Utamakan Kesehatan dan Keselamatan, Pelaksanaan SKPP Bengkulu ditunda
|
Anggota Bawaslu RI, Mochammad Afifuddin ketika memberikan arahan dalam rapat pembahasan pelaksanaan SKPP tingkat dasar, Rabu (21/07/2021)
Bengkulu, Badan Pengawas Pemilihan Umum - Meningkatnya kasus Covid-19 di Provinsi Bengkulu membuat pelaksanaan Sekolah Kader Pengawas Partisipatif (SKPP) tingkat dasar yang seyogianya akan dilaksanakan pada tanggal akhir Juli 2021 (Kota Bengkulu) dan awal Agustus 2021 (Rejang Lebong) terpaksa harus ditunda. Tidak hanya Provinsi Bengkulu, tetapi beberapa wilayah lain yang terkena dampak Virus Covid-19 juga mengalami penundaan.
Penundaan pelaksanaan SKPP ini dibahas dalam rapat yang digelar oleh Bawaslu RI bersama Kordiv Pengawasan dan Hubal Bawaslu Provinsi se-Indonesia pada Rabu, 21 Juli 2021. Dalam rapat tersebut, TA Bawaslu RI Masykurudin Hafidz menyampaikan beberapa langkah pengelolaan SKPP dasar di masa Pandemi diantaranya, melakukan perubahan jadwal sesuai dengan kondisi Pandemi di daerah pelaksana termasuk kesiapan Bawaslu Kabupaten/Kota dan hasil koordinasi dengan Satgas Covid-19. Bawaslu pun melakukan penguatan divisi pengawasan terhadap program SKPP (terkait anggaran dan lain-lain).
"Untuk daerah yang belum layak untuk melaksanakan SKPP berdasarkan zonasi Covid-19, jangan dipaksakan. Kita atur ulang jadwal," ucap Masykur.
Selanjutnya terkait pelaksanaan SKPP akan dilakukan dengan prasyarat ketat. Selain kondisi wilayah harus sudah kuning atau hijau, Bawaslu tentu harus mendapatkan izin dari Gugus Tugas hingga sertifikat vaksin wajib bagi seluruh peserta SKPP.
"Syarat ketat ini harus diberlakukan. Kita utamakan kesehatan dan keselamatan. Prokes harus jadi perhatian yang paling utama," tegas Mochammad Afifuddin, Anggota Bawaslu RI ketika meresmikan kegiatan tersebut.

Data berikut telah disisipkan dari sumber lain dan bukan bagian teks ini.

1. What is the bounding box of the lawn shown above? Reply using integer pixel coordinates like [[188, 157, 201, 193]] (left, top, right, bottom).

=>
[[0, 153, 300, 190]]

Sementara itu, untuk jadwal pelaksanaan SKPP di Bengkulu direncanakan akan dilaksanakan pada minggu ke-empat Agustus 2021 (Kota Bengkulu) dan minggu pertama September 2021 (Kabupaten Rejang Lebong). Namun jadwal ini bukan tidak mungkin kembali mengalami perubahan berdasarkan situasi dan kondisi Pandemi Covid-19 di Bengkulu.